You may not be able to test the checked out commit, for example, because the program does not compile correctly. In this case, you can use git git bisect skip to have another commit nearby selected and proceed with it as usual. You can cancel the debugging at any time with git bisect reset.

4.8.2. Automation

Ideally, you can test automatically whether the error occurs — with a test that must run successfully if the regression does not occur.

You can then define the points good and bad as above. Afterwards you enter git bisect run <path/to/test>.

Based on the return value, bisect decides whether the checked commit is good (if the script ends successfully, i.e. with return value 0) or bad (values 1—127). A special case is the return value 125, which causes a git bisect skip.
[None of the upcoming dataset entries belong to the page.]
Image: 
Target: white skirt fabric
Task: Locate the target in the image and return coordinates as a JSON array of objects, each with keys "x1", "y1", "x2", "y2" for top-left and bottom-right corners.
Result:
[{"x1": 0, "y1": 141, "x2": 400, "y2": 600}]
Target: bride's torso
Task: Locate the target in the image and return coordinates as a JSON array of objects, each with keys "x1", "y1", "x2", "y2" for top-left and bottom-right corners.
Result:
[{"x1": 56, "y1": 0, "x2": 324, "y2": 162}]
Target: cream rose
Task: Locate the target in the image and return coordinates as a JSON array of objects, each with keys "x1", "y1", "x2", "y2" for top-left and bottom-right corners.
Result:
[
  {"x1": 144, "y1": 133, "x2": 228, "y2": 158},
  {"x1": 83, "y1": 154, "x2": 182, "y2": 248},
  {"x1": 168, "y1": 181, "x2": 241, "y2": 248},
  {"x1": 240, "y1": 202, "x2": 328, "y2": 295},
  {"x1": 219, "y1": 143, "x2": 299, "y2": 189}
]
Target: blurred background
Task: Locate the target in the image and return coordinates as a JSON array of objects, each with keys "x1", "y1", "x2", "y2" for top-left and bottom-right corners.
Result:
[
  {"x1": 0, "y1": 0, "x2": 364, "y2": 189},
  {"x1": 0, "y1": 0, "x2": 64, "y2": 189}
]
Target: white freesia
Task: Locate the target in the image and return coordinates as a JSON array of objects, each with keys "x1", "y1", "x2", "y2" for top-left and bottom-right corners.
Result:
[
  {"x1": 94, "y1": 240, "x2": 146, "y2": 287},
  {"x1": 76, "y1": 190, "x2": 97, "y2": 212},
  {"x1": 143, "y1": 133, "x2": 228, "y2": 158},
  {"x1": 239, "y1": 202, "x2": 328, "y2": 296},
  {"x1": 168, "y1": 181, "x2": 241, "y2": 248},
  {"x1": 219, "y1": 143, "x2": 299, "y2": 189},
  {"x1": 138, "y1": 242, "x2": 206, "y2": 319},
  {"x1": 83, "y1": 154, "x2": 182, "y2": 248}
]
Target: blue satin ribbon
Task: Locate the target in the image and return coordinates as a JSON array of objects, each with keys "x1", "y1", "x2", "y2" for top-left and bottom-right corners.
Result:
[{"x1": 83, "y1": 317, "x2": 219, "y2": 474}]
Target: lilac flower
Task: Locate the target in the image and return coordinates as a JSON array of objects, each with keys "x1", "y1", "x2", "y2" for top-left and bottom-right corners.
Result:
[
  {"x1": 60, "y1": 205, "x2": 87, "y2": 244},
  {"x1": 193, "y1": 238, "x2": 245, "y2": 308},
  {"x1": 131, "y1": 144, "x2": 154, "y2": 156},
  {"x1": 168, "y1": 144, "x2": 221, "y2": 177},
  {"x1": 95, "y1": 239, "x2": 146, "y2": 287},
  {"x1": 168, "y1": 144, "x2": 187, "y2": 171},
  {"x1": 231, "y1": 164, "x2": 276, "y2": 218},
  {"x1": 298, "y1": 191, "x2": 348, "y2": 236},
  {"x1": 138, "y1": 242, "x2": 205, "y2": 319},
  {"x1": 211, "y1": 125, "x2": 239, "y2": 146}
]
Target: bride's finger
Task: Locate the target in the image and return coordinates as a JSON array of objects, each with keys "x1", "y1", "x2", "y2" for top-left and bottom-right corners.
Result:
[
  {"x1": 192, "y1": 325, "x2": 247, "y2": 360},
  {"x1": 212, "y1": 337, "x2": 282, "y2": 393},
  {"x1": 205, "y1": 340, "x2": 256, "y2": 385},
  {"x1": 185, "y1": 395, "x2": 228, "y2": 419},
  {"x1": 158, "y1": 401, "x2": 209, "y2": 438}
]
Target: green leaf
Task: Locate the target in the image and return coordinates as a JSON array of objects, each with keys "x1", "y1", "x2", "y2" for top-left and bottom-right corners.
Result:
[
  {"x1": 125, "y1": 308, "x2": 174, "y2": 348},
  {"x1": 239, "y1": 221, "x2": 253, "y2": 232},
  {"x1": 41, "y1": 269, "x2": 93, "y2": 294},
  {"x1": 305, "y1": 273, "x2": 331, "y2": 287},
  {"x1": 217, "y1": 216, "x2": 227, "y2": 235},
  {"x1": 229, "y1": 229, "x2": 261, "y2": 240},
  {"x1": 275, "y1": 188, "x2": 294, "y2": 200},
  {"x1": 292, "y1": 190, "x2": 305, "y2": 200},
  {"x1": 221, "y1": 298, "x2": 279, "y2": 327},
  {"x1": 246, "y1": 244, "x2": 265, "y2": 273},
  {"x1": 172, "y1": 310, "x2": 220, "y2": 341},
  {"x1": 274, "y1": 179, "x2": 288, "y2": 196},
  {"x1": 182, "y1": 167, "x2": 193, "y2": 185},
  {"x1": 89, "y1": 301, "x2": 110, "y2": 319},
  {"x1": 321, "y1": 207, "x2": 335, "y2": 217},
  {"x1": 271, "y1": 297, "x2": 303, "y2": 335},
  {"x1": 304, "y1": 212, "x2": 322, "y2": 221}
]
So if you have a program that needs to be compiled, the first thing you should do is to add a command like make || exit 125, so that the commit is skipped if the program does not compile properly.

Bisect can then automatically identify the problematic commit. This looks like this, for example:

$ git bisect run ./t.sh
Bisecting: 9 revisions left to test after this (roughly 3 steps) ...
Bisecting: 4 revisions left to test after this (roughly 2 steps) ...
Bisecting: 2 revisions left to test after this (roughly 1 step) ...
Bisecting: 0 revisions left to test after this (roughly 0 steps) ...
d29758fffc080d0d0a8ee9e5266fdf75fcb98076 is the first bad commit

With small commits and meaningful descriptions you can save yourself a lot of work by using the bisect command when searching for obscure bugs.

So take special care not to create commits that leave the software in a broken state (does not compile, etc.), which a later commit will fix.

54. If you’re managing patch stacks with Git that have potential conflicts, you should definitely take a look at the Reuse Recorded Resolution feature, in short, rerere. Rerere saves conflict resolutions and automatically corrects conflicts if a resolution has already been saved, see also Sec. 3.4.2, “Rerere: Reuse Recorded Resolution”.

55. For example, by uploading the branch to a publicly available repository, see Sec. 5.4, “Uploading Commits: git push”.

56. In the latter case, for example, you simply do a git remote update (the new commits are loaded into the origin/master branch) and then build your own branch from scratch to origin/master. See also Sec. 5.1, “How Does Distributed Version Control Work?”.

57. You can find the source code at https://repo.or.cz/w/topgit.git.

58. Short stg or StGit, reachable under https://stacked-git.github.io.

59. This also works fine as long as all branches and merges are above the new reference (i.e. only commits are included from which you can reach the new base). Otherwise, rebase will fail for every commit already in history (error message: “nothing to commit”); these must always be skipped with a git rebase --continue.

60. More examples can be found on the gitignore(5) man page and at https://docs.github.com/en/free-pro-team@latest/github/using-git/ignoring-files.

61. This behavior can be prevented by setting the clean.requireForce setting to false.

62. The command first selects all commit objects that are no longer accessible, and then restricts the list to those that are merge commits and whose commit message contains the string WIP — the properties that a commit object created as a stash has, see Sec. 4.5.7, “How Is the Stash Implemented?”.

63. That’s not quite true; you can only store one note per commit under refs/notes/commits, but you can store additional notes under e.g. refs/notes/bts that relate to the bug tracking system, and only one per commit there.

64. Of course, this commit need not be the core of the regression, it may have been prepared by a completely different commit.